Perseus, son of Danaë, whom Jupiter caused to conceive after visiting her disguised as a shower of golden rain, is best known for his beheading of the snake-haired Gorgon, Medusa, and for rescuing Andromeda. The scene depicted here is during Perseus' wedding to Andromeda, when he used Medusa's head to turn Phineus (who had originally been promised to Andromeda by her parents) and his followers to stone. The subject derives from Ovid's Metamorphoses. Perseus as a tapestry subject was highly-sought after during this period and the records of the Antwerp merchant Nicolas Naulaerts of the late 17th and early 18th Centuries indicate that at least twenty sets of this series were woven between 1699 and 1707. There are probably three very similar series of the story of Perseus that were woven around 1700. An invoice of 18 December 1704 mentions 'Landscapes with staffage of small figures, of the history of Perseus and Andromeda', woven by Jacob van der Goten in Antwerp, five ells high and records six subjects, including this subject. A second group of tapestries woven in Brussels depicting The Story of Perseus is attributed to Lodewijk van Schoor (d. 1726) and the landscape painter Lucas Achtschellinck (d. 1699), examples of which are in the Kunsthistorisches Museum, Vienna.

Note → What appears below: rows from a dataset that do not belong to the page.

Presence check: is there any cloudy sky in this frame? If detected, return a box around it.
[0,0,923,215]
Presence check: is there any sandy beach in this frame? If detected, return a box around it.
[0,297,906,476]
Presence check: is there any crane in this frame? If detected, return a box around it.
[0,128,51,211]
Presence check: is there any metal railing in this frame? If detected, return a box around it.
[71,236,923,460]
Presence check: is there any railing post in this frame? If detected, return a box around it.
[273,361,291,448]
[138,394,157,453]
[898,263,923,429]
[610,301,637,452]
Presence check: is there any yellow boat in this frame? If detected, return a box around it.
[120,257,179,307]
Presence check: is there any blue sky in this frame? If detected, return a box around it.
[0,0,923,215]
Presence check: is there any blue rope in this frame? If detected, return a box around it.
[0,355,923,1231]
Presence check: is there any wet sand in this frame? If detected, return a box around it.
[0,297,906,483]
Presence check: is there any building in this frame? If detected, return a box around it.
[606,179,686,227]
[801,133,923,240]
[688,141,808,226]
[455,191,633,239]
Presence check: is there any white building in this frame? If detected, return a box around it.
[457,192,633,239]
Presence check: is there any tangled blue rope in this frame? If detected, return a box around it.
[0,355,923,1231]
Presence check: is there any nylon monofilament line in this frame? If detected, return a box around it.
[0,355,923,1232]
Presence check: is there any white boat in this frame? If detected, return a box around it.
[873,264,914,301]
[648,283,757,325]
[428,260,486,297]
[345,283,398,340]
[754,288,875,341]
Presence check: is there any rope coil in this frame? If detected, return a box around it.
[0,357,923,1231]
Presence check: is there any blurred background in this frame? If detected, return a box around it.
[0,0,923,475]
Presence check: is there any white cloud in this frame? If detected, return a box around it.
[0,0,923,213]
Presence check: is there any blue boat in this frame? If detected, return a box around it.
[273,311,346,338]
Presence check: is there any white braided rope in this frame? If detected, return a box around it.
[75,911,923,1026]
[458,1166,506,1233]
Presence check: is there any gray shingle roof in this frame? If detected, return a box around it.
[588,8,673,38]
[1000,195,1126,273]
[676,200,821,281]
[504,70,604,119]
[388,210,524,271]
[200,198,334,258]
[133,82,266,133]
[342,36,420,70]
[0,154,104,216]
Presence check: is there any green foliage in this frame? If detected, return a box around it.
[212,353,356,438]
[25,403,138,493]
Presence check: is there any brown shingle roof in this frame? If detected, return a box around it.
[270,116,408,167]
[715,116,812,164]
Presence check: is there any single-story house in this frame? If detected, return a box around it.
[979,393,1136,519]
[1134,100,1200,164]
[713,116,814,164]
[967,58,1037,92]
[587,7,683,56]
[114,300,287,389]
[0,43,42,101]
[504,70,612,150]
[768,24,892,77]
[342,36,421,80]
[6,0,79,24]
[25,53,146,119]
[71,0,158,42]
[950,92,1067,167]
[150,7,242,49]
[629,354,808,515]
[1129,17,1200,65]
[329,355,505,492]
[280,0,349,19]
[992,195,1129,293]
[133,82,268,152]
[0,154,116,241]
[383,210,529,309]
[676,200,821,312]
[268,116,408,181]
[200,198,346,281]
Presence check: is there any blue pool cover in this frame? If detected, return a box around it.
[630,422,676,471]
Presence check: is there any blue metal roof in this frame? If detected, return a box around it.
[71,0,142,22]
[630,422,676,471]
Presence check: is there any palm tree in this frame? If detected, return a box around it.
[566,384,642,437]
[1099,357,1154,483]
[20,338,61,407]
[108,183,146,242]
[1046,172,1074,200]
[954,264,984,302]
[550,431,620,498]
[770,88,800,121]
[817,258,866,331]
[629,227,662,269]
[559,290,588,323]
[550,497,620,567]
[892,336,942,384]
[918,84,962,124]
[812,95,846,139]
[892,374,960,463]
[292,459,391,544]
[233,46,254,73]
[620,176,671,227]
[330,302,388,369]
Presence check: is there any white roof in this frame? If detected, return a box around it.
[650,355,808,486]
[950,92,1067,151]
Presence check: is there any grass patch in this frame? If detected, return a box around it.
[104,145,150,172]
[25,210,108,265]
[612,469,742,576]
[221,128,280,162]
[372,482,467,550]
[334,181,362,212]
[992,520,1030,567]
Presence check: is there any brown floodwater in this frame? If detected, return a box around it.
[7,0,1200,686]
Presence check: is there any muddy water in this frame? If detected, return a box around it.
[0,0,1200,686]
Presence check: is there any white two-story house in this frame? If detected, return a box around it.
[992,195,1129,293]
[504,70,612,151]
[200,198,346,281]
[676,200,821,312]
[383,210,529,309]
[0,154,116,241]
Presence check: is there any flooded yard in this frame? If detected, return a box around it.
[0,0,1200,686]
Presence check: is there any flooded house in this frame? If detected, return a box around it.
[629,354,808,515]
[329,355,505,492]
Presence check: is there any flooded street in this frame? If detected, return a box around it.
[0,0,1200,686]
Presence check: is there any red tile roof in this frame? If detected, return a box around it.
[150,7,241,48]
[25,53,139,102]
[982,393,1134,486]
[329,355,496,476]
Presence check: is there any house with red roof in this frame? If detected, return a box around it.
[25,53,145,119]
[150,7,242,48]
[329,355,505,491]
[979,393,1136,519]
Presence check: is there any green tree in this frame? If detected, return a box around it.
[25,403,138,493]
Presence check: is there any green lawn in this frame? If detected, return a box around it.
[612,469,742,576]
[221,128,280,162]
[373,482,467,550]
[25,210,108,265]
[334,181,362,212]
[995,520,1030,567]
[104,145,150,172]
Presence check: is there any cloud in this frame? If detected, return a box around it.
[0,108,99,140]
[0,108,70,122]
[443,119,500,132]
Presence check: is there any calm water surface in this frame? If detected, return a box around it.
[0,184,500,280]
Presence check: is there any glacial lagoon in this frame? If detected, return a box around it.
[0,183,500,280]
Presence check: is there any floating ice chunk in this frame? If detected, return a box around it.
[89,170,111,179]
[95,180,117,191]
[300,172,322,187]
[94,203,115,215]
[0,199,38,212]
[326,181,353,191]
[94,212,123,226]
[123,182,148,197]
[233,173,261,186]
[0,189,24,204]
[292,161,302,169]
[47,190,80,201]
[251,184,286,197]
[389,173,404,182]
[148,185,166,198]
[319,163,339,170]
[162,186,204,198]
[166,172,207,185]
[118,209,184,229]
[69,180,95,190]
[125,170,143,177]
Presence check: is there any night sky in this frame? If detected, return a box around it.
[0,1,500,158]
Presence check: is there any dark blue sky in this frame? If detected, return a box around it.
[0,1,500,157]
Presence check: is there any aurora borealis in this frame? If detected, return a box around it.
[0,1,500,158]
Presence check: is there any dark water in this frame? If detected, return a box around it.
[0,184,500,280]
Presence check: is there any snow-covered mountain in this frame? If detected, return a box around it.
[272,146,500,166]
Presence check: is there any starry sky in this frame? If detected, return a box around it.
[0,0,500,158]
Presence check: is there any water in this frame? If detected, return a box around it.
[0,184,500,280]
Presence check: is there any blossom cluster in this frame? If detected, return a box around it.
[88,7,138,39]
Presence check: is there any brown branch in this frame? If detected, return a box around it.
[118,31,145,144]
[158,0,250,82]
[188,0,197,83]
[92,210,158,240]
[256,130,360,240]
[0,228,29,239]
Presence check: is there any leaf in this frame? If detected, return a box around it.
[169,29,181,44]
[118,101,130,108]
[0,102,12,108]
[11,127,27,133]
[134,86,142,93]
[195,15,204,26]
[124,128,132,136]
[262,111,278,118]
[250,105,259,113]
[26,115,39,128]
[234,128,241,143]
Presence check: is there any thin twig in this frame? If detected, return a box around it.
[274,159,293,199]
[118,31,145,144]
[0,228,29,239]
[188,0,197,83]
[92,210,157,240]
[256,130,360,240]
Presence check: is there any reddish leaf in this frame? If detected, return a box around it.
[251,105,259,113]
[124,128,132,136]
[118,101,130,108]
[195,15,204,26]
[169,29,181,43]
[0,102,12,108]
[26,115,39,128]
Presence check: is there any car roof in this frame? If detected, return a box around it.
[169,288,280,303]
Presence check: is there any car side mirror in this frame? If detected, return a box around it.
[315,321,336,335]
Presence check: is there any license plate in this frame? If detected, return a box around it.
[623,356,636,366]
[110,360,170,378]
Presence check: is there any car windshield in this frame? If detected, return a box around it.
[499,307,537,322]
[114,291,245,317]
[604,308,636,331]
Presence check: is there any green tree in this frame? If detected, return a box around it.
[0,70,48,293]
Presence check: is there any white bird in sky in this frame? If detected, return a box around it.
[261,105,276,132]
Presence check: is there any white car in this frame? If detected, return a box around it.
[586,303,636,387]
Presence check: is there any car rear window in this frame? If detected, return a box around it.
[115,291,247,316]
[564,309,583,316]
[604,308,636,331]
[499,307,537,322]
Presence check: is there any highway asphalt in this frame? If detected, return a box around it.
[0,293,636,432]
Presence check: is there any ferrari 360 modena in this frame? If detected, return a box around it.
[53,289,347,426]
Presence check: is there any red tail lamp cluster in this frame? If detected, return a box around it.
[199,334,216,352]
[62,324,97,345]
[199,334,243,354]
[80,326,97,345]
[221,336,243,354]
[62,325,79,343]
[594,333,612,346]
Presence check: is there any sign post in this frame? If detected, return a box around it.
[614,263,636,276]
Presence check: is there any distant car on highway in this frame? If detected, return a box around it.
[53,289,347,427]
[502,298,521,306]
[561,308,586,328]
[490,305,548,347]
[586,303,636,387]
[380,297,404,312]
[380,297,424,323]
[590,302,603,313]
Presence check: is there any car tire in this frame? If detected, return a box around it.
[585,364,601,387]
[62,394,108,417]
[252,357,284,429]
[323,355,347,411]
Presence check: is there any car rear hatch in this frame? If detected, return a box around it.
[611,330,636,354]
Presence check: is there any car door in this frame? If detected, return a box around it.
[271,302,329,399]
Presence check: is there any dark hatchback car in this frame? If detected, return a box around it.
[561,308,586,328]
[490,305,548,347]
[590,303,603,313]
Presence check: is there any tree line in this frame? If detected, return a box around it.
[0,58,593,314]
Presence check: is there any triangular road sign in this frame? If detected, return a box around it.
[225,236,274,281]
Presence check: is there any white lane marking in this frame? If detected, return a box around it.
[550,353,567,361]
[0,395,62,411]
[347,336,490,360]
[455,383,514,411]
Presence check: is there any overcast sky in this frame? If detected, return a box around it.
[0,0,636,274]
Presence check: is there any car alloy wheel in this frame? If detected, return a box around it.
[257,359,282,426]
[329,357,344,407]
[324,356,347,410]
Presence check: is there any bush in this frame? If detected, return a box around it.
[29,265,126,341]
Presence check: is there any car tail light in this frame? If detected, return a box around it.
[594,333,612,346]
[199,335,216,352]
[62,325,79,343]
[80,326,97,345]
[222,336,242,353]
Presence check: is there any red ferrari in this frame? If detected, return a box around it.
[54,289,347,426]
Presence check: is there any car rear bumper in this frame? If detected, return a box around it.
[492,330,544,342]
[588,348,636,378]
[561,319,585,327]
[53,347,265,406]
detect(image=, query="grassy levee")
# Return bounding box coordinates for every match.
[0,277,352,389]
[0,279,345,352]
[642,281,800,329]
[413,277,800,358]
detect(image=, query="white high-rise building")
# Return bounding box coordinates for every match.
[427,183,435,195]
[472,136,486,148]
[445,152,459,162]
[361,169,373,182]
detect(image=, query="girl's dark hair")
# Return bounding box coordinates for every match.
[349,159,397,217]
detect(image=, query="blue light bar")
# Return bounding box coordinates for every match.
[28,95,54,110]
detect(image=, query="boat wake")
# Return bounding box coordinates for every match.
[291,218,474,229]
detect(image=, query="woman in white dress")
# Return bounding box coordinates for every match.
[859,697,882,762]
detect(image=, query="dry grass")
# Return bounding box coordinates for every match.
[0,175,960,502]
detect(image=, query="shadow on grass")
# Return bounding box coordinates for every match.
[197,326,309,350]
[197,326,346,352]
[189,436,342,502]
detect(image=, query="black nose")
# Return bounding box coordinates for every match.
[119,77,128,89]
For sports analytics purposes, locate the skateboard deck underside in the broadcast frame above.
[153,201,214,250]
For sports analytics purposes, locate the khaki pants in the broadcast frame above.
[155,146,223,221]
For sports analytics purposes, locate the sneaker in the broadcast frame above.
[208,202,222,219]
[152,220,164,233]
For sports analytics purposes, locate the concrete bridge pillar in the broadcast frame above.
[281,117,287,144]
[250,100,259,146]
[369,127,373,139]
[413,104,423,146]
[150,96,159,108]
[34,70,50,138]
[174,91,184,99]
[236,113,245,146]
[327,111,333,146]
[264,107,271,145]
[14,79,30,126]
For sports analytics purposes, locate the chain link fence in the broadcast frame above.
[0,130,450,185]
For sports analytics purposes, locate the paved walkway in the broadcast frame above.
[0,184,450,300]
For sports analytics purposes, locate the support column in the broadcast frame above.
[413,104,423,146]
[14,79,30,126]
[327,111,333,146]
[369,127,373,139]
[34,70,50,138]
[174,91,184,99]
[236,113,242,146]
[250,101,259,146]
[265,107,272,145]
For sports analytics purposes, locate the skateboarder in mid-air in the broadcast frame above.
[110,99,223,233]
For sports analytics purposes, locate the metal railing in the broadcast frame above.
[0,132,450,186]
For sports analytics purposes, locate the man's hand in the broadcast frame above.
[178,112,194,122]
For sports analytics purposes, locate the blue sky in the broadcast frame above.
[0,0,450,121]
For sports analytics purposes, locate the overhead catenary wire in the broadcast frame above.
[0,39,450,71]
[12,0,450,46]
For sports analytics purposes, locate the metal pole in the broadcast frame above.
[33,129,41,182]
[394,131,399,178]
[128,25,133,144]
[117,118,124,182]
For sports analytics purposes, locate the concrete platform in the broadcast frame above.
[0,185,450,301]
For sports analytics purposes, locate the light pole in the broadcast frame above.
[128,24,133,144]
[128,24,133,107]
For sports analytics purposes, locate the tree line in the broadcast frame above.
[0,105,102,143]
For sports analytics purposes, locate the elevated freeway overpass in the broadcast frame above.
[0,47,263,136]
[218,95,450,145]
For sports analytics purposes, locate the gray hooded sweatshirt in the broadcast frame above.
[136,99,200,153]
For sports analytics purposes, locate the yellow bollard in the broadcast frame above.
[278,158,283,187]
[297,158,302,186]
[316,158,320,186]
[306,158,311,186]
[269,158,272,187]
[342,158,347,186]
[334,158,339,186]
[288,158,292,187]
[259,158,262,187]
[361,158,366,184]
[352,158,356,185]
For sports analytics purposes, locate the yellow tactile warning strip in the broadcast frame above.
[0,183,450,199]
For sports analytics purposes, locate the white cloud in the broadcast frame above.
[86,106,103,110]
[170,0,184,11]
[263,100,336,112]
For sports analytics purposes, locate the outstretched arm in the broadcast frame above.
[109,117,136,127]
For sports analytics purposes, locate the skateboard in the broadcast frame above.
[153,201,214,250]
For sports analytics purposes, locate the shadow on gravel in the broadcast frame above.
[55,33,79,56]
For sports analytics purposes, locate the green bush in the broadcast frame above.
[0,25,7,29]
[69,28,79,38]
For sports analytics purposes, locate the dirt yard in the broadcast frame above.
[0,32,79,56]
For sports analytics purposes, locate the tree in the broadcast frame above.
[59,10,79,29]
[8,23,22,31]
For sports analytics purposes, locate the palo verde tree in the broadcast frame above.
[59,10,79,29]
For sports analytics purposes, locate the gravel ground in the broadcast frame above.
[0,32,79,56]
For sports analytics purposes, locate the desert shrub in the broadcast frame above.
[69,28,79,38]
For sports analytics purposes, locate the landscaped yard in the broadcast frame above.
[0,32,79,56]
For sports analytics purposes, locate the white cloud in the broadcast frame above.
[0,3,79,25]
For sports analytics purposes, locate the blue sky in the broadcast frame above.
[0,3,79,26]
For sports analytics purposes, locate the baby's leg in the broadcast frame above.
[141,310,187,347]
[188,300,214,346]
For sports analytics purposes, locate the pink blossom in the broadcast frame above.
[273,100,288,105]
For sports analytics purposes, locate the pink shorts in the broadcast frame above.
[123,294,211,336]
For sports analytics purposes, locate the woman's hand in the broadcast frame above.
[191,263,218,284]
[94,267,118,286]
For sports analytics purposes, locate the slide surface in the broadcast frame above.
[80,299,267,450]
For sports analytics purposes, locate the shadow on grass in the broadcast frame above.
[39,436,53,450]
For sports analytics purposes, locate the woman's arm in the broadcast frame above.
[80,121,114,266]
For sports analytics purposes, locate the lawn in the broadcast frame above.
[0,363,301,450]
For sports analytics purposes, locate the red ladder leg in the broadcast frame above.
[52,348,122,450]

In addition a third version treating the same subject in six tapestries is also mentioned by the marchand Forchoud of Antwerp in 1702, 1703 and 1709. (N. Forti-Grazzini, Il Patrimonio Artistico del Quirinale, Gli Arazzi, Rome, 1994, II, p. 354).
A tapestry from the same series and with the same borders as the present example and depicting Perseus receiving the winged Sandals from Mercury was sold anonymously, Sotheby's, London, 30 November 1990, lot 23. A further tapestry with identical borders, from the series of Ulysses and Circe and depicting Mercury showing Ulysses the magic Plant was offered, Sotheby's, London, 10 December 1993, lot 15. It is interesting to note that the designer, Pieter Ykens (d. 1695), who is recorded as having collaborated with the landscape painter Pieter Spierincx (d. 1711; see G.Delmarcel, Flemish Tapestry, Tielt, 1999, p. 263), is known to have designed a tapestry treating the subject of Circe. The extremely close similarities of the above Mercury showing Ulysses the magic Plant to the present tapestry suggests that both sets were designed by the same artist. The absence of a tapestry that can be compared to that of Perseus receiving the winged Sandals from Mercury in the invoice of 1704 which mentions Jacob van der Goten, indicates that this tapestry is most probably from the set mentioned by the marchand Forchoud in the early 18th Century.
A tapestry depicting the same subject as the present lot, but of different design and probably from the set produced by Jacob van der Goten, is illustrated in Delmarcel, op. cit., p. 262.